One of England’s largest teaching hospitals is working with an aviation performance specialist to reduce delayed transfers of care to zero.

Sheffield Teaching Hospitals Foundation Trust held a summit with Newton Europe – which has worked with British Airways, BAE Systems and Nissan – this week as figures released by NHS England this month showed the trust had 4,650 delayed bed days in March.

Sir Andrew Cash

Sir Andrew Cash

Sir Andrew Cash: ‘We need to be absolutely sure this is sustainable’

Sheffield city council made almost a third of staff in its social care intervention team redundant last year, while the trust raised concerns over the local authority’s reliance on the “fragility of the independent sector” to provide social care following the redundancies.

The Sheffield system is now working with Newton Europe after its services were offered by NHS England and the Local Government Association.

The management consultants will produce an action plan by the end of June as they work with the trust, Sheffield Clinical Commissioning Group and the council to avoid a repeat of problems next winter.

Trust chief executive Sir Andrew Cash said at a board meeting last week: “What we have agreed across the system is we should get close to zero delayed transfers of care.”

He said the trust expected DTOCs to fall over the next few months but added: “What about quarter three and four? We need to be absolutely sure this is sustainable and that behaviours change.”

NHS England data shows the trust had 4,684 delayed bed days in November– a more than threefold increase on November 2015’s figure of 1,351. In December, the trust had 4,264 delayed bed days, compared to 1,417 in December 2015.

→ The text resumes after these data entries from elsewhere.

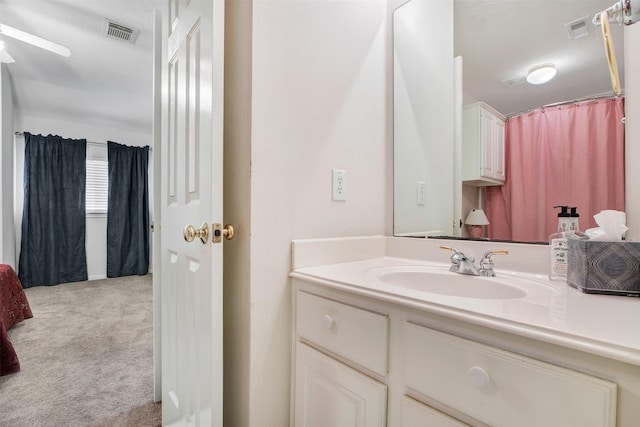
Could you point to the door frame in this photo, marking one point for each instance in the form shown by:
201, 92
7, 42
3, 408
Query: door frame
159, 58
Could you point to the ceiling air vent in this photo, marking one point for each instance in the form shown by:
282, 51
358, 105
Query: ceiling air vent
113, 30
578, 28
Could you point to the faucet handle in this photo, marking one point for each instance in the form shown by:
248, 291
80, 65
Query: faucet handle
486, 263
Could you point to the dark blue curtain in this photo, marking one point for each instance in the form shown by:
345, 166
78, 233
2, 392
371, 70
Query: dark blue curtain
128, 211
53, 220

Figures for 2017 show the problem has been growing. The trust had 4,641 delayed bed days in January, 4,643 in February and 4,650 in March.

Between June and September 2016, the council lost 97 out of 314 staff in its short term intervention team, saving £1.8m.

The trust said it then saw an increase in patients waiting for support as the council was not delivering the agreed number of packages.

DTOCs mounted last autumn as, in common with many other trusts, increasing numbers of patients with more complex needs came to hospital.

Board papers show the trust expressed concern in October at the council using a mixture of its own staff and the independent sector to provide social care. It said this was “the wrong strategy and model as demonstrated by the number of times the service had collapsed”.

After escalation meetings between the trust, the CCG and the council, additional residential care packages were introduced, the number of private firms providing social care increased and a 48 hour “pick up” for patients requiring social care was introduced.

Sheffield also received £12.5m from the chancellor’s £2bn pledge for social care. The council is introducing a new contract with fixed hourly rates based on a “cost of care” price model for the independent social care sector.

Kirsten Major, the trust’s deputy chief executive, said last week there was now “ongoing continuous improvement” in DTOCs with numbers “considerably less now than had been in the past”.

She said Newton Europe would produce an initial stock check to “seize the challenge of zero DTOCs” through long term strategic planning and national funding.

Phil Holmes, director of adult services at the council, said the £1.8m saved through the redundancies and staff leaving was “recycled” into commissioning the independent sector to provide additional social care services.

He said Newton Europe had found 40 per cent more capacity in the council’s short term intervention team now compared to September as part of its review ahead of the preparation of the action plan.

However, he accepted the path to improvement had been “rocky” and the council “could have been better” at aligning the extra investment in the independent social care sector with improving its service’s efficiency.